Patients with mild intestinal inflammation and gluten sensitivity have a higher risk of death, even if their symptoms are not severe enough to warrant a diagnosis of full-blown celiac disease, a new Swedish study found.
Though still modest in absolute terms, risk of mortality increased by 75% for patients with mild inflammation of the small intestine at a median follow-up of 7.2 years (95% CI 1.64 to 1.79), and by 35% for patients with latent celiac disease (defined as gluten sensitivity) at median follow-up of 6.7 years (95% CI 1.14 to 1.58), according to a report in the Sept. 16 Journal of the American Medical Association.
Action Points
- Note that the study found a modest increase in mortality risk among patients with gluten sensitivity and intestinal inflammation.
- Note that the authors cautioned that the mortality risk for patients with gluten sensitivity may have been overestimated.
The study also found that patients diagnosed with celiac disease had a 30% greater risk of death at a median follow-up of 8.8 years (95% CI 1.33 to 1.45).

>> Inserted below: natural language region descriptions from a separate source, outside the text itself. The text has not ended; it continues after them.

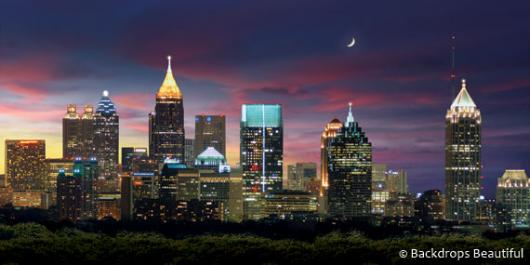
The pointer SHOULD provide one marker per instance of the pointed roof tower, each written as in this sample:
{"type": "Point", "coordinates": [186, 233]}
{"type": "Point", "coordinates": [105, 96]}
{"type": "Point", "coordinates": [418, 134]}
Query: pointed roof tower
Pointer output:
{"type": "Point", "coordinates": [463, 99]}
{"type": "Point", "coordinates": [349, 119]}
{"type": "Point", "coordinates": [169, 88]}
{"type": "Point", "coordinates": [106, 106]}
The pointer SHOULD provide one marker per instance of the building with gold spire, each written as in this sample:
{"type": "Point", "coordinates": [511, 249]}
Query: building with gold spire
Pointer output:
{"type": "Point", "coordinates": [462, 157]}
{"type": "Point", "coordinates": [166, 124]}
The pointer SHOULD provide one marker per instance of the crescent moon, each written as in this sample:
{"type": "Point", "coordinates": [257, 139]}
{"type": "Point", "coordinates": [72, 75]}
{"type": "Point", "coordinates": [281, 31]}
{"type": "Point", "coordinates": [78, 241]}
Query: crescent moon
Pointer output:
{"type": "Point", "coordinates": [352, 43]}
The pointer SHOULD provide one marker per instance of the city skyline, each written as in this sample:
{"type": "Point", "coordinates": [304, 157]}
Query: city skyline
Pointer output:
{"type": "Point", "coordinates": [398, 92]}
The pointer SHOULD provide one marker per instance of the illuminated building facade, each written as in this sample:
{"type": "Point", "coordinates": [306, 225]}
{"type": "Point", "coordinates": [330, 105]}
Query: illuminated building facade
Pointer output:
{"type": "Point", "coordinates": [300, 175]}
{"type": "Point", "coordinates": [106, 143]}
{"type": "Point", "coordinates": [210, 132]}
{"type": "Point", "coordinates": [429, 207]}
{"type": "Point", "coordinates": [261, 154]}
{"type": "Point", "coordinates": [462, 158]}
{"type": "Point", "coordinates": [86, 171]}
{"type": "Point", "coordinates": [69, 196]}
{"type": "Point", "coordinates": [25, 165]}
{"type": "Point", "coordinates": [330, 131]}
{"type": "Point", "coordinates": [189, 152]}
{"type": "Point", "coordinates": [53, 166]}
{"type": "Point", "coordinates": [513, 194]}
{"type": "Point", "coordinates": [291, 205]}
{"type": "Point", "coordinates": [166, 124]}
{"type": "Point", "coordinates": [78, 133]}
{"type": "Point", "coordinates": [350, 172]}
{"type": "Point", "coordinates": [129, 155]}
{"type": "Point", "coordinates": [108, 206]}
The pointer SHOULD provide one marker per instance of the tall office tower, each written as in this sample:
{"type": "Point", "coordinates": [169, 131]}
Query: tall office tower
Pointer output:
{"type": "Point", "coordinates": [87, 173]}
{"type": "Point", "coordinates": [513, 194]}
{"type": "Point", "coordinates": [330, 131]}
{"type": "Point", "coordinates": [166, 124]}
{"type": "Point", "coordinates": [261, 154]}
{"type": "Point", "coordinates": [78, 133]}
{"type": "Point", "coordinates": [235, 197]}
{"type": "Point", "coordinates": [429, 207]}
{"type": "Point", "coordinates": [126, 201]}
{"type": "Point", "coordinates": [106, 143]}
{"type": "Point", "coordinates": [177, 183]}
{"type": "Point", "coordinates": [129, 155]}
{"type": "Point", "coordinates": [189, 152]}
{"type": "Point", "coordinates": [214, 177]}
{"type": "Point", "coordinates": [379, 189]}
{"type": "Point", "coordinates": [462, 157]}
{"type": "Point", "coordinates": [69, 196]}
{"type": "Point", "coordinates": [349, 172]}
{"type": "Point", "coordinates": [396, 181]}
{"type": "Point", "coordinates": [71, 133]}
{"type": "Point", "coordinates": [24, 165]}
{"type": "Point", "coordinates": [301, 175]}
{"type": "Point", "coordinates": [210, 131]}
{"type": "Point", "coordinates": [87, 133]}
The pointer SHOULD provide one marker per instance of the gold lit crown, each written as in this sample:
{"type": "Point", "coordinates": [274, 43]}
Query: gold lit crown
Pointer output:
{"type": "Point", "coordinates": [169, 88]}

This supports previous research that found higher mortality rates in celiac patients.
The main causes of death for celiac patients were cardiovascular disease and cancer.

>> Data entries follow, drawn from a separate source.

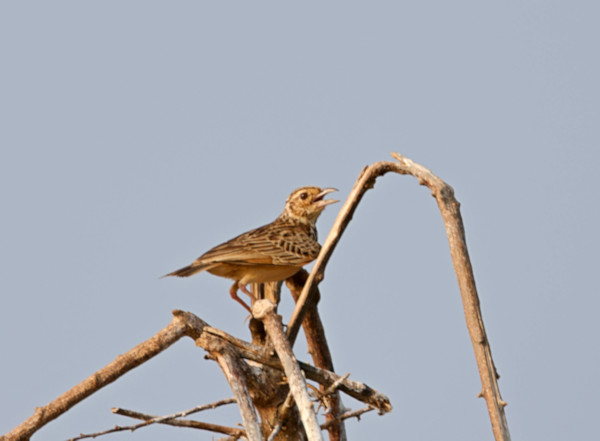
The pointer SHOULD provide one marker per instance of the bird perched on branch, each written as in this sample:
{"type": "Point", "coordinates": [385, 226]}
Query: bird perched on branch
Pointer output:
{"type": "Point", "coordinates": [269, 253]}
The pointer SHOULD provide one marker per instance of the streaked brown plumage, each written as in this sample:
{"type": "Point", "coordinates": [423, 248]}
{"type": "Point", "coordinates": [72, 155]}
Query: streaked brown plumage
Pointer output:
{"type": "Point", "coordinates": [269, 253]}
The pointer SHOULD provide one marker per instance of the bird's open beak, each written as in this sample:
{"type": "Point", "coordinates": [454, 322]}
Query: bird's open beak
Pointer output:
{"type": "Point", "coordinates": [320, 202]}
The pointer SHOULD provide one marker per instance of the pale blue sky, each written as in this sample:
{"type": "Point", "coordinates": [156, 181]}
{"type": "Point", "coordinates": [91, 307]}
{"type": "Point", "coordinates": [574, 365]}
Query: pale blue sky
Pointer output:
{"type": "Point", "coordinates": [138, 134]}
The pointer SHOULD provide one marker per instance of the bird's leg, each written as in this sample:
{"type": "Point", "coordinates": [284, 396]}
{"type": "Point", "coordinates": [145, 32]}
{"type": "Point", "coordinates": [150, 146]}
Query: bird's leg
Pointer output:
{"type": "Point", "coordinates": [234, 296]}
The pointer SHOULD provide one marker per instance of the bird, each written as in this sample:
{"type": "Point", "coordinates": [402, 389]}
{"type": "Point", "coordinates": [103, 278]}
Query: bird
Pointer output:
{"type": "Point", "coordinates": [271, 253]}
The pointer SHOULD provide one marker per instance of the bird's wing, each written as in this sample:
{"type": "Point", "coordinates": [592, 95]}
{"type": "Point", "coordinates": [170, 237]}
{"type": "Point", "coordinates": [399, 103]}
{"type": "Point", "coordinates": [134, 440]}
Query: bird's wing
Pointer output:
{"type": "Point", "coordinates": [271, 244]}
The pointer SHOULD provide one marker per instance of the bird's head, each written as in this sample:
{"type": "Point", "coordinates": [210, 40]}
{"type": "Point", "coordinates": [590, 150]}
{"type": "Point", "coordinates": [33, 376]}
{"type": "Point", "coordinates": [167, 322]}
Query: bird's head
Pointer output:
{"type": "Point", "coordinates": [305, 204]}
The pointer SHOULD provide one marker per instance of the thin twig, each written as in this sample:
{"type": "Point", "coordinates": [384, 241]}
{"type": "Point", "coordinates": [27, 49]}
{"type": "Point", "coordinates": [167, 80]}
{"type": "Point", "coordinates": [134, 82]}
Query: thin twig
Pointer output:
{"type": "Point", "coordinates": [325, 377]}
{"type": "Point", "coordinates": [282, 415]}
{"type": "Point", "coordinates": [179, 326]}
{"type": "Point", "coordinates": [231, 365]}
{"type": "Point", "coordinates": [265, 310]}
{"type": "Point", "coordinates": [169, 420]}
{"type": "Point", "coordinates": [232, 431]}
{"type": "Point", "coordinates": [318, 348]}
{"type": "Point", "coordinates": [345, 416]}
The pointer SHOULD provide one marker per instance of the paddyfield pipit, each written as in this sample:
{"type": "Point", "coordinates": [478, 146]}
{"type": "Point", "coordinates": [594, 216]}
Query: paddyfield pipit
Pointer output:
{"type": "Point", "coordinates": [269, 253]}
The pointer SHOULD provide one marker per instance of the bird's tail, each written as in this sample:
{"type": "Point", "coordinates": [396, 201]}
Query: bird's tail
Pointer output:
{"type": "Point", "coordinates": [187, 271]}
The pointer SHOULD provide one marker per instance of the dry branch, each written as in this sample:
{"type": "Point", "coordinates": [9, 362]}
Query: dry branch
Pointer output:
{"type": "Point", "coordinates": [450, 210]}
{"type": "Point", "coordinates": [179, 326]}
{"type": "Point", "coordinates": [231, 365]}
{"type": "Point", "coordinates": [265, 310]}
{"type": "Point", "coordinates": [318, 348]}
{"type": "Point", "coordinates": [149, 419]}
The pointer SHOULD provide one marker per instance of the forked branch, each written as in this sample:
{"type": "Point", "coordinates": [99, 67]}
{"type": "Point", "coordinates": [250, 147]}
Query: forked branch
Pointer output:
{"type": "Point", "coordinates": [450, 211]}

In all cases, the absolute mortality risk associated with celiac disease and the milder intestinal problems was modest, with an excess mortality of 2.9 deaths per 1,000 person-years in celiac disease and 10.8 and 1.7 deaths per 1,000 person-years in inflammation and latent celiac disease, respectively.
"In this population-based study, we examined risk of death in celiac disease according to small-intestinal histopathology," Jonas F. Ludvigsson, MD, PhD, of Örebro University Hospital in Sweden, and colleagues wrote. "Excess mortality was observed independent of histopathology, but absolute excess mortality risk was small, especially in children."
Celiac disease is an immune-mediated disorder triggered by ingesting glutens, the storage proteins of wheat, rye and barley. The disease, which affects about 1% percent of people living in Western countries, impairs digestion of nutrients through the small intestine, resulting in frequent diarrhea and weight loss.
Most previous studies have found an increased risk of death associated with the disease, but several of those were not population-based, lacked children and outpatients, or were limited by small numbers of participants.
Furthermore, little is known about the long-term consequences of milder forms of small-intestinal inflammation. In these cases, patients show no signs of villous atrophy, an abnormality in celiac patients that results in the flattening of the innermost membrane of the intestinal wall.
Ludvigsson and colleagues studied histopathology data from tissue biopsies collected from 46,121 Swedish patients nationwide between July 1969 and February 2008.
Of those patients, 29,096 had celiac disease, while 13,306 had inflammation of the small intestine and 3,719 had latent celiac disease, in which patients tested positive for blood antibodies used as markers for celiac disease but had no signs of intestinal inflammation or damage.
The researchers compared the patient data to records of the Swedish Total Population Register to estimate mortality rates for the three groups of patients. They found that among the patients there were 3,049 deaths among those with celiac disease, 2,967 deaths for those with inflammation, and 183 deaths for patients with latent celiac disease.
"Risk of death among patients with celiac disease, inflammation, or latent celiac disease is modestly increased," they concluded.
The researchers theorized that the increase in mortality might result from chronic inflammation that damages patients' small intestines (the duodenum, specifically) or from malnutrition that saps their vitamins and energy.
The researchers did not, however, rule out the possibility that preexisting diseases might have caused the increase in mortality. They also cautioned that some patients with inflammation could have been misclassified as having latent celiac disease or partial villous atrophy, resulting in an overestimate of mortality rates for the latent celiac disease group.
The researchers did not adjust for smoking, weight, and height, and data on patients symptoms were not available.
In an accompanying editorial, Peter H. R. Green, MD, of Columbia University Medical Center, wrote that the study's findings on patients with latent celiac disease -- who in the United States would be labeled as having "gluten sensitivity" -- were the most intriguing.
"Until recently, gluten sensitivity has received little attention in the traditional medical literature, although there is increasing evidence for its presence in patients with various neurological disorders and psychiatric problems," he wrote.
"The study by Ludvigsson and colleagues reinforces the importance of celiac disease as a diagnosis that should be sought by physicians. It also suggests that more attention should be given to the lesser degrees of intestinal inflammation and gluten sensitivity."
Disclosures
The study was funded by Örebro University Hospital, the Swedish Society of Medicine, the Swedish Research Council, the Sven Jerring Foundation, the Örebro Society of Medicine, the Karolinska Institutet, the Clas Groschinsky Foundation, the Juhlin Foundation, the Majblomman Foundation, Uppsala-Örebro Regional Research Council, and the Swedish Celiac Society.
The authors reported no financial conflicts of interest.
Primary Source
Journal of the American Medical Association
Ludvigsson J, et al "Small-intestinal histopathology and mortality risk in celiac disease" JAMA 2009; 302: 1171-78.